The tentative agreement would give graduate student workers in two United Auto Workers bargaining units an increase in minimum pay from about $23,250 to about $34,000 for nine months of part-time work.

"Part-time work" here means 20 hours per week. That's the official cap for UC graduate students receiving stipends. Translating into hourly pay: the graduate students will go from earning $30/hour to a bit more than $43/hour.

So, culture war angle:

On the one hand, I don't trust government representatives negotiating with representatives of government-employed union members to fully represent taxpayer interests. In particular, I fully expect that everyone negotiating on behalf of UC was fully sympathetic with the striker's cause, and not strongly motivated to maintain low costs.

On the other hand, graduate student workers tend to provide specialized services. So a reasonable question (that I don't have an answer to yet) would be: how much would a professional grader of introductory writing courses charge? What about one for differential calculus? What about one for organic chemistry? From that perspective, $43/hour sounds like not such a bad deal.

For extra culture war angle, the LA Times quotes some tweets from graduate students unhappy with the deal. I will include one that does raise an interesting point:

“It gives us a raise that’s enough to disqualify us for govt assistance programs and bump us to the next tax bracket, but not enough to cover those new costs,” according to the tweet.

On the other hand, graduate student workers tend to provide specialized services. So a reasonable question (that I don't have an answer to yet) would be: how much would a professional grader of introductory writing courses charge? What about one for differential calculus? What about one for organic chemistry? From that perspective, $43/hour sounds like not such a bad deal.

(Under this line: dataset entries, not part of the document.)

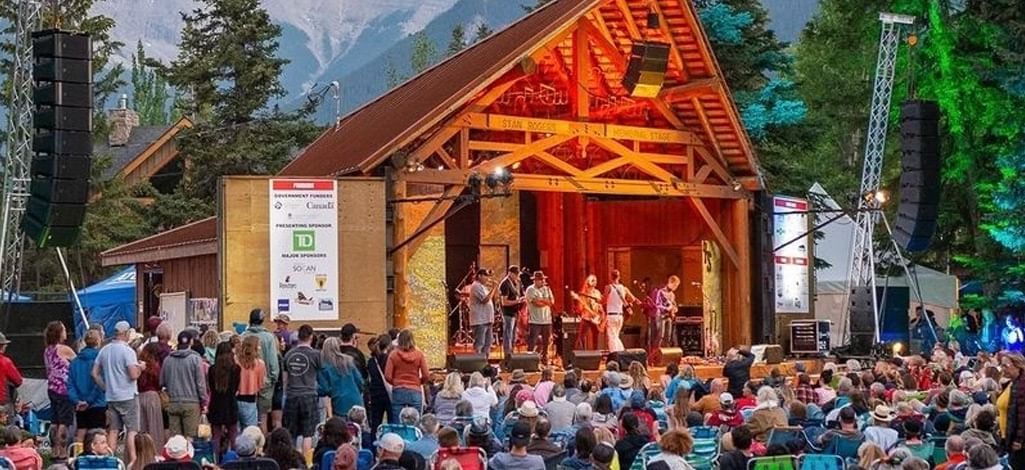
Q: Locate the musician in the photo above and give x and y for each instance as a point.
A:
(539, 303)
(482, 310)
(618, 300)
(513, 301)
(663, 322)
(591, 313)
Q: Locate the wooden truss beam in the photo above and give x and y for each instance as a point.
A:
(584, 185)
(573, 128)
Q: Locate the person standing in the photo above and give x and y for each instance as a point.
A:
(665, 306)
(57, 357)
(618, 300)
(539, 303)
(90, 404)
(407, 372)
(482, 310)
(269, 350)
(223, 378)
(116, 371)
(302, 364)
(513, 300)
(181, 375)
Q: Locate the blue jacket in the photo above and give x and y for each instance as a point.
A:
(81, 387)
(345, 389)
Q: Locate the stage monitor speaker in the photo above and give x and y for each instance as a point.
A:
(919, 181)
(646, 71)
(529, 361)
(584, 359)
(667, 355)
(625, 357)
(467, 364)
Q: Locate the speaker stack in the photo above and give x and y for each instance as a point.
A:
(646, 71)
(919, 180)
(63, 144)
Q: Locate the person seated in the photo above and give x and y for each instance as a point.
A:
(727, 417)
(24, 458)
(540, 444)
(518, 458)
(737, 458)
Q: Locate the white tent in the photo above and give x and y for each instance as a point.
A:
(939, 291)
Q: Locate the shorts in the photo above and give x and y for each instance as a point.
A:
(301, 416)
(60, 407)
(123, 415)
(263, 400)
(91, 418)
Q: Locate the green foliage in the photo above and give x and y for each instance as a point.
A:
(150, 90)
(423, 53)
(458, 40)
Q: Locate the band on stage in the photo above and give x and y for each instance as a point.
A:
(518, 308)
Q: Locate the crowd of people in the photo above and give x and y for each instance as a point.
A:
(303, 400)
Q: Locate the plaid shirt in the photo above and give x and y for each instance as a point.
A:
(805, 394)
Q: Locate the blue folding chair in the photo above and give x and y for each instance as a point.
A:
(820, 462)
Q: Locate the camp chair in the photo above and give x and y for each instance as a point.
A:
(772, 463)
(820, 462)
(784, 435)
(327, 460)
(407, 432)
(468, 458)
(939, 450)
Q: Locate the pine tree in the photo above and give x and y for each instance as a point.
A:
(458, 40)
(482, 32)
(150, 92)
(228, 65)
(423, 53)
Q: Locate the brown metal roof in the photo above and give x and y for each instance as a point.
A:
(365, 137)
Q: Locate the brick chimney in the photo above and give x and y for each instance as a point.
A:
(122, 121)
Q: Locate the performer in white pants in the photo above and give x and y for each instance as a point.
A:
(618, 301)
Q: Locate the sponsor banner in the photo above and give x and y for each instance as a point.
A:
(304, 249)
(793, 261)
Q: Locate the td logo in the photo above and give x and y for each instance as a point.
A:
(303, 241)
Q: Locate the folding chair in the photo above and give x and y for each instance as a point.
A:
(407, 432)
(820, 462)
(327, 460)
(468, 458)
(771, 463)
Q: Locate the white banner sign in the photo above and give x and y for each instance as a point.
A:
(792, 262)
(304, 249)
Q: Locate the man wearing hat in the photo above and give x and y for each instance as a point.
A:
(518, 458)
(269, 352)
(482, 310)
(539, 303)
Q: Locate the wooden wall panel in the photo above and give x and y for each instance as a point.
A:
(245, 255)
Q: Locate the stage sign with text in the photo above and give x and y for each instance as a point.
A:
(304, 249)
(793, 261)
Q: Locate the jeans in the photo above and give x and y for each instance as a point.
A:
(247, 414)
(482, 340)
(508, 335)
(402, 397)
(544, 331)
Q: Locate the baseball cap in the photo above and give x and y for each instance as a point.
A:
(520, 436)
(392, 442)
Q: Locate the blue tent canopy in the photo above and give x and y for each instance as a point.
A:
(109, 301)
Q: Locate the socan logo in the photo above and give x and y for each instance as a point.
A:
(303, 241)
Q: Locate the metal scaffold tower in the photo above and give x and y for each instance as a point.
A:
(17, 158)
(862, 269)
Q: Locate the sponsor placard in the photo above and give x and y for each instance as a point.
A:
(304, 248)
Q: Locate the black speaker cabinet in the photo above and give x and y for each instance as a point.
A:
(529, 361)
(466, 364)
(587, 360)
(625, 357)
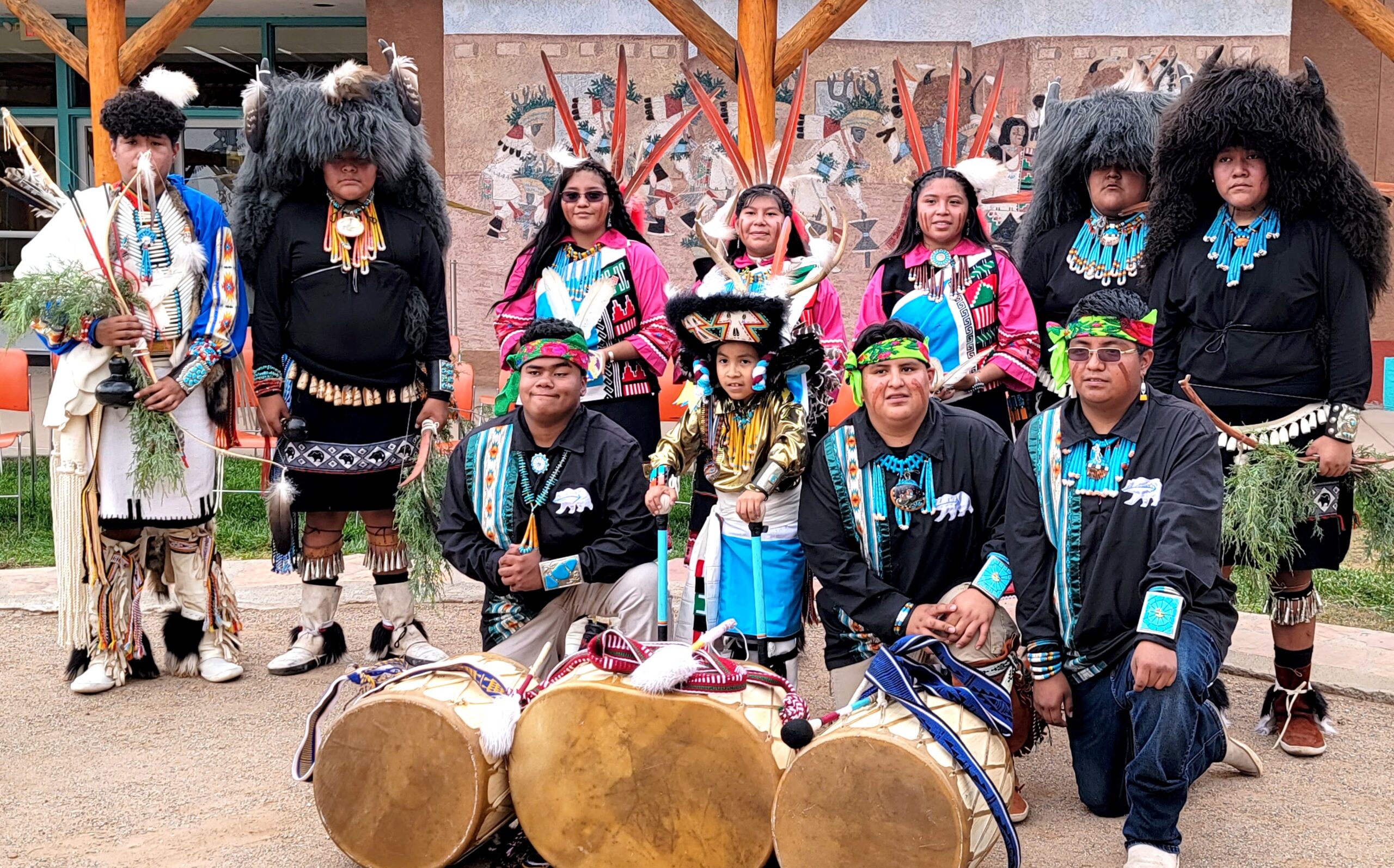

You could probably estimate this by looking around for tutors for these subjects. I live somewhere cheaper than CA, and 35-50 dollars an hour seems common even for less specialized (although possibly more practical) tutoring. Given that they're working with many students, I agree that 43$ an hour is probably a good deal comparatively speaking. The real question is whether this should be subsidized by the government; just because some people are willing to pay hundreds of thousands of dollars for a nice car, doesn't mean that official government vehicles should be that expensive.

edit: I forgot to also say, graduate students occupy this weird split between workers and customers. What grad students I know have told me is that a lot of what the students are getting is training (a graduate degree does allow you to earn more money), which is actually the most expensive part (showing someone how to do hands-on scientific research is much more wasteful than just hiring a technician or postdoc to do the research). On the flip side, colleges can recover a lot of that cost because they take a large portion of most grants that researches are awarded.

If you think grad students are getting hands on training in scientific research, rather than a sink or swim opportunity to teach yourself (but with access to institutional libraries, journal subscriptions, and expensive lab equipment), then I have a bridge to sell to you.

I've never been a grad student; I can only go off of what other people I know have told me. Whatever they actually learn, or how they do it, I think a graduate degree (especially one in a scientific, quantitative, or computing-heavy field) does improve your income, and so that should be accounted for when considering how much grad students get paid.

Of course, I don't disagree that the group of people with such graduate degrees has a higher income than the group without.